Courses Details

PUBHLTH413: Vaccines in Public Health

  • Undergraduate level
  • Winter term(s)
  • 3 Credit Hour(s)
  • Instructor(s): Yang, Zhenhua
  • Prerequisites: PUBHLTH370 or EPID512
  • Advisory Prerequisites: Introductory Infectious Disease Courses
  • Description: This course introduces essential vaccinology, covering pre-clinical vaccine development, clinical trials, new vaccine licensing, immunization program design and evaluation. It also introduces population transmission dynamics concepts, and the impact of pathogen and human population diversity on vaccination.
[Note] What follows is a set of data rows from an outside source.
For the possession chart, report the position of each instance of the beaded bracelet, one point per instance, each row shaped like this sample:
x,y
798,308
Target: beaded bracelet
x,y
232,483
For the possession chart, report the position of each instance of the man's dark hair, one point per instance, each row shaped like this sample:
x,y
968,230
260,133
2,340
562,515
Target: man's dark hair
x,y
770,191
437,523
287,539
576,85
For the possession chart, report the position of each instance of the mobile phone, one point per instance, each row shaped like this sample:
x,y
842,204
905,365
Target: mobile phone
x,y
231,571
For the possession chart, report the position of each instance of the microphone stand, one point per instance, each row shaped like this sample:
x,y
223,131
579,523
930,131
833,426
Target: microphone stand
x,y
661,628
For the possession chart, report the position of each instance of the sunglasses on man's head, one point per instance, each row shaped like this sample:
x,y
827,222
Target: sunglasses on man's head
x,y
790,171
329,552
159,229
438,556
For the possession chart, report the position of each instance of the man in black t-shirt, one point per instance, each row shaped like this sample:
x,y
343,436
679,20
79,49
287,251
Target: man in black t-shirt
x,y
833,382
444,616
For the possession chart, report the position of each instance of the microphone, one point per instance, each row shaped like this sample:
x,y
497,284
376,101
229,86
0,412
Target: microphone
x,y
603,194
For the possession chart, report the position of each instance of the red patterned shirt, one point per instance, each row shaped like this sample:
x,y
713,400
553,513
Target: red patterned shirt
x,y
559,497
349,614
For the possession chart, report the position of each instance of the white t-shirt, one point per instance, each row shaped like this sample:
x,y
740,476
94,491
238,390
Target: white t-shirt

Recent advancements in major types of non-infectious vaccines will also be discussed.
  • Course Goals:
    1. To introduces the students to the history and evolution of vaccinology, and the principles and methods of epidemiology, statistics, microbiology, immunology, and genetics used in vaccine development and immunization program design.
    2. To introduce the students to the general procedures for new vaccine development and licensure, including the different phases of clinical trials of new vaccines.
    3. To introduces the students to the concepts of population transmission dynamics, and the impact of pathogen and human population genetic diversity on vaccine development.
    4. To expose the students to the new frontiers of vaccines - development of vaccines for major types of non-infectious diseases.
  • Competencies:

    Although there is no official competencies that have been established for the new public health undergraduate program, this course addresses, partially or substantially, a number of BS in Public Health Sciences Requirements, which include:

    • Gain an understanding of the natural history of infectious and chronic diseases, their environmental and biological origins, their distributions among populations, and strategies for their prevention and management.
    • Examine and explore multiple aspects of infectious and chronic diseases, including socio-economic, behavioral, biological, environmental, and structural factors that contribute to their origin and distribution among populations.
    • Understand the basic biology, transmission, and natural history of important human infectious and chronic diseases.
    • Examine methodologies that are used in public health to study the underlying causes and impact of various aspects of infectious and chronic diseases, including surveillance, epidemiological investigations, and mathematical modeling.
    • Explore multi-tiered public health strategies for the prevention, treatment, and potential eradication of infectious and chronic diseases.
  • Learning Objectives:
    1. To gain an understanding of how new knowledge generated from epidemiological studies from different populations, basic biomedical science research, and health policy assessment, along with the development of new technology, can jointly inform and impact the development of new vaccines for the prevention of different types of diseases, including both infectious and non-infectious diseases.
    2. to be familiar with the essential steps involved in developing a new vaccine.
    3. to understand important factors that affect the efficacy, effectiveness, and the public acceptance of vaccination.
  • This course is cross-listed with EPID 513 in the Epidemiology Department department.